Since accepting Islam and becoming a Muslim I have had many challenges – firstly, the ongoing persecution from my in-laws that started before I married Sarah and before I accepted Islam has intensified, as they have never accepted me as they wanted their daughter to marry a man, they could boast to people about his status such as a Solicitor, Surgeon or Mayor, as they value their public standing. This would probably be increased if they knew of my religion. Secondly, I have an ongoing battle with cancer and ill health that started last year.


I will always cherish the day Gulam smiled his smile and I later accepted Islam. The peace, happiness, brothers and sisters I now have – I thank Allāh Ta`ālā for all of these gifts. I also thank Him for all challenges, whether good or bad, because all are gifts of His and I will accept them with gratitude and patience. 


Footnote: When I returned home and told Sarah my wife the events of that memorable evening, she replied “You have always been a Muslim.”

Comments from ‘Īsā:
I have been blessed by Allah the Almighty to be able to walk with Brother Musa in his path of learning about Islam for a number of years now. He accepted Islam on 29-11-2015 at the Islamic Da ‘wah Academy at the hands of Mawlana Ayadh Sidat sahib who very kindly accepted to do his shahādah in the absence of Khādimul Ḥadīth, Shaykh Muhammad Saleem Dhorat ḥafiẓahullāh. I beg from the readers to pray from the bottom of their hearts for this lovely brother who is handling what it seems a terminal cancer in his life in a most admirable way. He has truly submitted to the Will of Allah S and now considers it a blessing in his life. Brother Musa is an extremely humble man and has a most beautiful sense of humour. If I could give him my health I would do so and I truly believe his story of accepting Islam and his coming into contact with people around him would make all the people around him accept Islam as a way of life. Please allow me to share one incident of his to show his wholeheartedness. Once out of the blue, when my family and I went to visit him to his home, he said – ‘Me and my wife have been talking, and I want to tell you something. Not that we wish anything bad for you or your wife, Allah forbid, but if anything were to happen to both of you, please do not worry about your children. I and Sarah have talked about it and we have decided that if ever your children were needed to be adopted because they don’t have parents, we would adopt all of them so they stay together and live happily together with each other.’ This feat of his was very heart touching as at times one’s own brother or sister does not show this much love and thoughtful considerations to nieces and nephews on a regular basis, let alone in these times when everyone suffers from a busy life. How many of us are ready to take care and love our own brother’s and or sister’s children, and not only consider and treat them as our own but also to look after them. Brother Musa and his wife were ready to do this for Islam, because he had understood the meaning of the renown hadeeth ‘A true believer is the one who loves for himself what he loves for his Muslim brother.’  

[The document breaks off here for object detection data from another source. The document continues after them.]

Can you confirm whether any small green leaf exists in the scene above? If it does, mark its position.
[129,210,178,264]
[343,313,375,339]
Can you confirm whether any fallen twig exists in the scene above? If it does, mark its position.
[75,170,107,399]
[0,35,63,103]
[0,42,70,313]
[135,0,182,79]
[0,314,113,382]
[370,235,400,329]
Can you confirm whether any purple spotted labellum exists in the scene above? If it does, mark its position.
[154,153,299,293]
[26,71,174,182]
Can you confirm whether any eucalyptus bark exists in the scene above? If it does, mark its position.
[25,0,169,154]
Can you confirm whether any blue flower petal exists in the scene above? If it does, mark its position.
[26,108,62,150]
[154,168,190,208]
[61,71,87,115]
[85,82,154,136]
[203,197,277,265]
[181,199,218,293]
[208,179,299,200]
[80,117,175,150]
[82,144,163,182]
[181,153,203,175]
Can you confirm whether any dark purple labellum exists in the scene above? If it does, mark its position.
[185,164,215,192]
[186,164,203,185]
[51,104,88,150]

Brother Musa’s wife Sarah, is a lovely and admirable woman, big-hearted and selfless. Our family has grown close to them to the extent that Sarah said to Brother Musa that, if and whenever something were to happen to Musa, she would like that we keep in touch with her and visit her. The readers are requested to make du`ā that she continues to learn about Islam with sincerity and an open heart so one day she decides this is the path she wants to follow and Allāh Ta`ālā blesses her with Islam.

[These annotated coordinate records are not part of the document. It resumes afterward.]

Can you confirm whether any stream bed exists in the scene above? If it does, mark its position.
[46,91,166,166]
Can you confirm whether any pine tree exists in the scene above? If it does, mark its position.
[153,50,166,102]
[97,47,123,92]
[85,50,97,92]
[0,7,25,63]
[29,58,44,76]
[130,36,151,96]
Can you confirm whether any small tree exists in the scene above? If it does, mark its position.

Brother Musa, in his own time and his own private way, continues to strive in becoming a beacon of light making Islam glow though his example and fair and kind treatment of everyone he comes into contact with so that others could realize Islam is a religion of peace and mercy of God to all – and this is his life’s daily goal. May Allāh Ta`ālā be pleased with Brother Musa always and bless him with His most favoured blessing in this world and the Hereafter. Āmīn.